Owing to the high replication rate of HCV and to the error-prone nature of RNA-dependent RNA polymerase, many mutations are spontaneously generated every day, and even the existence of two or three mutations in a single genome is highly probable [33]. This phenomenon provides the genetic background for the selection of mutants that are able to escape immunological and therapeutic control. To date, drug-related mutations that confer resistance to direct-acting antiviral agents (DAAs) have been identified at several positions in NS3/4A and in NS5. In the absence of selective pressure (antiviral therapy), HCV variants bearing mutations conferring resistance are generally present at a very low frequency, making detection extremely challenging.

UDS can be used to identify such resistant variants prior to treatment. Studies performed in vivo have shown that multiple mutations pre-exist in the absence of DAA administration, with an intrapatient frequency generally below 1%. [34-36]. In another study, the estimate of the intrapatient frequency of minority resistance mutations was slightly higher [32]. From such studies, a dynamic pattern has emerged, whereby resistance mutations frequently appear, but are rapidly lost in the absence of selective pressure, because of reduced fitness.

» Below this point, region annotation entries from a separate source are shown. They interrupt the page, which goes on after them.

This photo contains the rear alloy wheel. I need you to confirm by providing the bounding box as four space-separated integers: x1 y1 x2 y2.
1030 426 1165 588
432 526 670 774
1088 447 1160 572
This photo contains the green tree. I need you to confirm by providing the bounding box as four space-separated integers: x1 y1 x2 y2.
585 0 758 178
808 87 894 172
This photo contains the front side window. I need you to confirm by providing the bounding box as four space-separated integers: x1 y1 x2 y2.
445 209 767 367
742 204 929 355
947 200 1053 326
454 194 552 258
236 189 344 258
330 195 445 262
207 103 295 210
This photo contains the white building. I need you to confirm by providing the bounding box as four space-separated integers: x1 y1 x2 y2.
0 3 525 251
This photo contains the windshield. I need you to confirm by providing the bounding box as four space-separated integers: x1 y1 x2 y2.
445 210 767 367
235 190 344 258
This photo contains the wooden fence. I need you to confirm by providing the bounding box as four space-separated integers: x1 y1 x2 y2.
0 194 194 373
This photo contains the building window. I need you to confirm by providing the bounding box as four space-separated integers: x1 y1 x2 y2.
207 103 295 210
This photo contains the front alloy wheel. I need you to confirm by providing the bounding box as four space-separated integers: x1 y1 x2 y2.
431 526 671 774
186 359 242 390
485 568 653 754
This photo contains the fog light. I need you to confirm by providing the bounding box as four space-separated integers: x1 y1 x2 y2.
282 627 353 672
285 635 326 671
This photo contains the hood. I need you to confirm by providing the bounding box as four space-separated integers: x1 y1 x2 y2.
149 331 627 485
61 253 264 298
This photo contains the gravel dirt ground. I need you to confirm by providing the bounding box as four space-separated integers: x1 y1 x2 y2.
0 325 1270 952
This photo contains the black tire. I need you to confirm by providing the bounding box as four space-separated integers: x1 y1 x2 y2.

It has been suggested that not only the number but also the nature of the nucleotide changes can contribute to the genetic barrier to the development of resistance [37]. The dynamics of the emergence of DAA resistance mutations under selective pressure exerted by the new macrocyclic NS3/4A protease inhibitor has been thoroughly investigated with an in vitro replicon model, and this has shown the emergence and disappearance of multiple replicon variants in response to the changing selective pressure [38]. The kinetics of development of DAA resistance in vivo have been studied in a human hepatocyte chimeric mouse model, and this has shown the rapid emergence of resistance mutations after the administration of single drugs [39].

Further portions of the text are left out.